Economy

Stimulus Tapering Becomes More Likely as Labor Market Improves

The head of the St. Louis Federal Reserve, James Bullard, indicated on Monday that the likelihood of the Federal Reserve tapering its monthly asset purchases will increase if the labor market continues to show improvement.

Currently, the Federal Reserve is engaging in a monthly purchase of $85 billion in Treasury securities and mortgage-backed debt as part of a quantitative easing strategy. This approach aims to promote economic recovery by lowering long-term interest rates, which can also lead to a weaker dollar.

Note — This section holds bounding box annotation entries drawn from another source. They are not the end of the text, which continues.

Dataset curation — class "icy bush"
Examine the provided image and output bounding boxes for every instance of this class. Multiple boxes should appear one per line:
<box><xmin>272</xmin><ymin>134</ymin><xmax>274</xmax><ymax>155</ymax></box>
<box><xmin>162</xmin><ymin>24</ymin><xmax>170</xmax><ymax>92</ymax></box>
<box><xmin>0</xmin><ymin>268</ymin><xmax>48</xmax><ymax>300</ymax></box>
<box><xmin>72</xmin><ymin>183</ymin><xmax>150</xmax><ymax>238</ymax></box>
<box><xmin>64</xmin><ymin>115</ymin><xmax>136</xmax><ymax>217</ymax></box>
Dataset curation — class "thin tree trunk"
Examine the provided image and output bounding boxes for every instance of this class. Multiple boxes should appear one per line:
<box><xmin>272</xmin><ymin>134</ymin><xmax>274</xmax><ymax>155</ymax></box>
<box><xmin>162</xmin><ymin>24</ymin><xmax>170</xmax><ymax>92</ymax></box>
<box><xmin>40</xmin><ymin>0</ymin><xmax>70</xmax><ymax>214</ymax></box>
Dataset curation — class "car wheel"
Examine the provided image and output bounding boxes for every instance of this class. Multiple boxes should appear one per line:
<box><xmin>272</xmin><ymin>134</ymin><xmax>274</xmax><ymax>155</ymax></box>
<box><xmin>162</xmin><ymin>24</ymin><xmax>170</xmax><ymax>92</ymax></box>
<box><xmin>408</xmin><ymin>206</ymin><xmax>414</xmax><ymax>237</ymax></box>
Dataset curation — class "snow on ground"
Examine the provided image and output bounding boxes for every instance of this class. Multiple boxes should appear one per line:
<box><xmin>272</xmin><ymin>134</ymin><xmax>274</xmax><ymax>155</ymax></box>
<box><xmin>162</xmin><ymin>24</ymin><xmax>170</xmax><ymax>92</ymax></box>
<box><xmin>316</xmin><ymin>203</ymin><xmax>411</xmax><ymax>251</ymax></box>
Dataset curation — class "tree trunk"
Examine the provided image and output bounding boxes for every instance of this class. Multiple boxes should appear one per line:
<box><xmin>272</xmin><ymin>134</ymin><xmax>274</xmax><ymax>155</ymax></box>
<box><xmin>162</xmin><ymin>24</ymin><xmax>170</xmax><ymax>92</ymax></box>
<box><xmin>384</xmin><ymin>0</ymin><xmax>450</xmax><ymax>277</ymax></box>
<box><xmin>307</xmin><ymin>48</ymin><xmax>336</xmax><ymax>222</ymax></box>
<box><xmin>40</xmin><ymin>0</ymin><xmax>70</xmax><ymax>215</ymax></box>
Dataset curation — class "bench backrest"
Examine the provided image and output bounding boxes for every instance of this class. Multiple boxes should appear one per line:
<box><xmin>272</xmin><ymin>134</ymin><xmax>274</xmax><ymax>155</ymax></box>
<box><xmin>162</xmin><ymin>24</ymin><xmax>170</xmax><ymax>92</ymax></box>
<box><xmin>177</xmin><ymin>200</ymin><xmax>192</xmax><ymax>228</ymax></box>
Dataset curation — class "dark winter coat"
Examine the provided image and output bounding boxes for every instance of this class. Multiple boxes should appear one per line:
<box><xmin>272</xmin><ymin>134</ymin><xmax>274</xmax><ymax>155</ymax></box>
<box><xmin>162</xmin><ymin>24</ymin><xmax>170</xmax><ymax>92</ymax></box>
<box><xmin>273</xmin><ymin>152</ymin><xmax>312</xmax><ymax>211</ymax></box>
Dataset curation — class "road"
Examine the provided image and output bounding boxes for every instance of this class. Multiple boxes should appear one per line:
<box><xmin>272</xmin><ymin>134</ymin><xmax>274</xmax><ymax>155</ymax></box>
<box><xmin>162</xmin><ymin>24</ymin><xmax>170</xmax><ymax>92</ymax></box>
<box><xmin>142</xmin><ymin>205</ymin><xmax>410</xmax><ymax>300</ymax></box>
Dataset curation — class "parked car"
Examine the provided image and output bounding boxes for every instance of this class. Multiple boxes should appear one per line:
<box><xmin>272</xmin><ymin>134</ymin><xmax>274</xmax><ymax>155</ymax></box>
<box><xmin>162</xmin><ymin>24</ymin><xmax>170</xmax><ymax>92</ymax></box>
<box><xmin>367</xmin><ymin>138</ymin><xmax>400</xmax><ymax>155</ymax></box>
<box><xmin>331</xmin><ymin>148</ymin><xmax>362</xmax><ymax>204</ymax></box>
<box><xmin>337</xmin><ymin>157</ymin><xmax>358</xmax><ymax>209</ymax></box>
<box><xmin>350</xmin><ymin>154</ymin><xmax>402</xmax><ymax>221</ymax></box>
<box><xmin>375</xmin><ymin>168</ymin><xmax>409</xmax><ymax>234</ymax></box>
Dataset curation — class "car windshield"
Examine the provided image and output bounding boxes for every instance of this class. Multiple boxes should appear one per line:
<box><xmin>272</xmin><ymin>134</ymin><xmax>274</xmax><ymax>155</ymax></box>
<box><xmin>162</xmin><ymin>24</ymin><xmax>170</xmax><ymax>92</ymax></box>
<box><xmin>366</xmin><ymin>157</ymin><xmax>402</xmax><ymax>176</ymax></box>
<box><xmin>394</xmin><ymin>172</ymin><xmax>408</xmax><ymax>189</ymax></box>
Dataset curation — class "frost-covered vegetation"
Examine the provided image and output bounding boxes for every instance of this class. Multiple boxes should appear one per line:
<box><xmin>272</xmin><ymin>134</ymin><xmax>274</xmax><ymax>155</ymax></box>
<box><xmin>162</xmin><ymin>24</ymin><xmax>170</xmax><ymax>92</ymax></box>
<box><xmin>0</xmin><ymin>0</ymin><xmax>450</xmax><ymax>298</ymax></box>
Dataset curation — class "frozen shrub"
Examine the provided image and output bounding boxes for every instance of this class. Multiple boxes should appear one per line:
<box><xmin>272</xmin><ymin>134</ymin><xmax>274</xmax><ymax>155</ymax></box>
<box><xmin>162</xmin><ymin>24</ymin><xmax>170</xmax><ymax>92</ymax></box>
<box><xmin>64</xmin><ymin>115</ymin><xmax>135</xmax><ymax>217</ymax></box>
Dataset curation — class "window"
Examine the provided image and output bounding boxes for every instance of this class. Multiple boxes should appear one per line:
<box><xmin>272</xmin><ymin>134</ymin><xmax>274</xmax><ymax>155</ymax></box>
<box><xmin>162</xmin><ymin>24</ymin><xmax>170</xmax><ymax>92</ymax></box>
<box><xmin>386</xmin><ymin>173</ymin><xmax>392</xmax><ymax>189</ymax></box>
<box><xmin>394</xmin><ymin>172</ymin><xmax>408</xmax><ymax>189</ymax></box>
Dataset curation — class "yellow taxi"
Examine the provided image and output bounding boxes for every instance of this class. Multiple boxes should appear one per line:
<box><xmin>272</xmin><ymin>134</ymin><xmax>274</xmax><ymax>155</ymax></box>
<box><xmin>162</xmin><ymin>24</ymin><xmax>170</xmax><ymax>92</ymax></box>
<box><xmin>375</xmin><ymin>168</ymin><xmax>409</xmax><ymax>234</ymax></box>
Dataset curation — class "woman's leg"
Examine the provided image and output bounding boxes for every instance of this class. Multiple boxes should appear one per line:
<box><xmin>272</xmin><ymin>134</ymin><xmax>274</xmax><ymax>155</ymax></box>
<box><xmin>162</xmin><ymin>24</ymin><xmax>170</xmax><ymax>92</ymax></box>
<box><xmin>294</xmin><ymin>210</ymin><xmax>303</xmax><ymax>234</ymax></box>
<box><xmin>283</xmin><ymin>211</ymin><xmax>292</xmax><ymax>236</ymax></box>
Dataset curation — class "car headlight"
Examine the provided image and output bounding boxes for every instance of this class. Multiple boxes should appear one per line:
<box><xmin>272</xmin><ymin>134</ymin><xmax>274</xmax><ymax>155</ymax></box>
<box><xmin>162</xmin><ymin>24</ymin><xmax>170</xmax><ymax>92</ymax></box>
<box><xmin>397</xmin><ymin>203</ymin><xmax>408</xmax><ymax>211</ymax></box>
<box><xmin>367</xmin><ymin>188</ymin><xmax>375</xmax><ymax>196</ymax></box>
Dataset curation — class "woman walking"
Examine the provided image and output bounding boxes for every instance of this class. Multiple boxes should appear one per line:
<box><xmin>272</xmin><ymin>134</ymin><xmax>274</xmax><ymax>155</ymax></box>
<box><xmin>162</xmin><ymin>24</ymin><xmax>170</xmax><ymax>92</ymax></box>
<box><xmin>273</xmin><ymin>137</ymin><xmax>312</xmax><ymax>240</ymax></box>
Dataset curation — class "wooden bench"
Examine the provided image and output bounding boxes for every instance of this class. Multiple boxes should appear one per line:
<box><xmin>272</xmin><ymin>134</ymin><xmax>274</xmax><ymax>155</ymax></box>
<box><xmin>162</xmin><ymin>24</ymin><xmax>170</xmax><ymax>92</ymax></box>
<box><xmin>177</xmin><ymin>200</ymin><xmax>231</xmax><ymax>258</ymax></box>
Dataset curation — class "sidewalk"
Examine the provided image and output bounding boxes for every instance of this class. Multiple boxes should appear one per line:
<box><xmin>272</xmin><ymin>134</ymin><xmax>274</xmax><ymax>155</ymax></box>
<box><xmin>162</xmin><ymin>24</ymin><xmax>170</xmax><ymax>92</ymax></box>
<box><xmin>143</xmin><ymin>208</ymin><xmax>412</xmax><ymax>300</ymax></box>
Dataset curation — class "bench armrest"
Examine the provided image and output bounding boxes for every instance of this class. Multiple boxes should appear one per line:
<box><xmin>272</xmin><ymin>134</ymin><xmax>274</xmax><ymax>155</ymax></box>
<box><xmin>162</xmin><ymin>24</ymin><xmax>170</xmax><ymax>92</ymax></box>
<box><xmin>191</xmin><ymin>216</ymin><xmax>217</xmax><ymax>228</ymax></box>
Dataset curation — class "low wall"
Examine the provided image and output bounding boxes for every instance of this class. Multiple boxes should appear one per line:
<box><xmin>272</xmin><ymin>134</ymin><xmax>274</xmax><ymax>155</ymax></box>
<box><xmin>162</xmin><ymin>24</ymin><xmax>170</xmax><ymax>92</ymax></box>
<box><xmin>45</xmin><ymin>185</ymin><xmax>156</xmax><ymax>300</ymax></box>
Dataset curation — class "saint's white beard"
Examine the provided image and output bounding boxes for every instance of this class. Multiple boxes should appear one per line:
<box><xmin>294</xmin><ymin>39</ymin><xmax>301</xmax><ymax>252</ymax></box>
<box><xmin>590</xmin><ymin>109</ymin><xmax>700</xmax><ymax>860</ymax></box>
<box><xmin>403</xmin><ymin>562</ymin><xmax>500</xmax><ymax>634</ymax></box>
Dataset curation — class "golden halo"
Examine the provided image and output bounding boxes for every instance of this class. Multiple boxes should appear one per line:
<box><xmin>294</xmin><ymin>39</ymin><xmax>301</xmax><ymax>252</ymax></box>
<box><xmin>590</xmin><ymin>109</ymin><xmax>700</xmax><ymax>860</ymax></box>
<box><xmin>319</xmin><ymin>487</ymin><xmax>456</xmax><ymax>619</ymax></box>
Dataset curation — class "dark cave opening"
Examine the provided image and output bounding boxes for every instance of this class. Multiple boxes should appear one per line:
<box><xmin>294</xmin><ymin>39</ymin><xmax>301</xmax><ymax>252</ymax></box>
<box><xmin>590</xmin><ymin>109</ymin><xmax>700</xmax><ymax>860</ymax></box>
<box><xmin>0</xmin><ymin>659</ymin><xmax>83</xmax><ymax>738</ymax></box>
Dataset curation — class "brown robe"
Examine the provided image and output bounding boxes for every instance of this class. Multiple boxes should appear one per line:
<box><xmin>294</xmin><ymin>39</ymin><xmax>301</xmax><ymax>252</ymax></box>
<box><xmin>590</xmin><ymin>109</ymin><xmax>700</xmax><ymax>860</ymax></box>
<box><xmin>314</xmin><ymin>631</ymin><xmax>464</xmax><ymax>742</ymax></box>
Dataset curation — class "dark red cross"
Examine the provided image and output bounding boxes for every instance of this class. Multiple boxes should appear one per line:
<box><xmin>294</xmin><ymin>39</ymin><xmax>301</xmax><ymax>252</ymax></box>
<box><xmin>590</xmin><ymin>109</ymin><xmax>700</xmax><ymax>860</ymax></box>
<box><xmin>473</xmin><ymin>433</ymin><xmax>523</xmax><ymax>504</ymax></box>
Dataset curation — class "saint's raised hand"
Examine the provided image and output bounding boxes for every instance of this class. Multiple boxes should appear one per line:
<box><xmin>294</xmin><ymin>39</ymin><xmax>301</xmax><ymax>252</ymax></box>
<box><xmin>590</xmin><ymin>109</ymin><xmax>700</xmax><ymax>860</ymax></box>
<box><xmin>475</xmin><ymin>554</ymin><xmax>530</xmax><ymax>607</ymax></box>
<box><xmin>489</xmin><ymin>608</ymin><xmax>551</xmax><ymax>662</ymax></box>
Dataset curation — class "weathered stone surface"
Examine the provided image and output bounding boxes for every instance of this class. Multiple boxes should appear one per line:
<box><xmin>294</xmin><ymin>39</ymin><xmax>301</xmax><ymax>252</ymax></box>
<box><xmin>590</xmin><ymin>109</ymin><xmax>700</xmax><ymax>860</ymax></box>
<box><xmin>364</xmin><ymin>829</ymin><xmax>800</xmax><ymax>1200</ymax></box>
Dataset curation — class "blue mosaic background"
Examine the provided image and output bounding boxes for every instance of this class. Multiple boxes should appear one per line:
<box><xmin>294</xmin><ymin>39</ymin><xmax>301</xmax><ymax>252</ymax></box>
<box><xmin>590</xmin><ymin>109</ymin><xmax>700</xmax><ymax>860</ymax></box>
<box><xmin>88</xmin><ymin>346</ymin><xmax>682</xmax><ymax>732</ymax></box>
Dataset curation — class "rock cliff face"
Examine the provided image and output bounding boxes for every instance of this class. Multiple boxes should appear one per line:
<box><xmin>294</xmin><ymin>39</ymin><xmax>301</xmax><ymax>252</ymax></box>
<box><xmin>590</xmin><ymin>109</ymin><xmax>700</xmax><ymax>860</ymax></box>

Bullard emphasized that recent improvements in the labor market make the possibility of tapering more imminent. He suggested that a modest reduction in asset purchases could acknowledge the positive labor market trends while also allowing the Fed to monitor inflation more closely in the first half of 2014.

He noted that if inflation does not move back toward the Fed’s target, there may be a pause in tapering decisions at future meetings.

Recent data from the Department of Labor revealed that the U.S. economy added 203,000 jobs in November, surpassing expectations for a 180,000 increase and reflecting a revision from a previously reported 200,000 jobs gained in October. The private sector contributed 196,000 new jobs, exceeding the anticipated 180,000.

Additionally, the unemployment rate dipped to 7.0% in November, down from 7.3% in October and better than the expected decline to 7.2%.

Many market observers now believe that the Fed may announce plans to taper its $85 billion asset purchases as early as 2014, possibly during its monetary policy meeting scheduled for December 17-18.

In light of the labor market data, Bullard stated that the chances of a Fed decision to reduce the pace of asset purchases have significantly increased.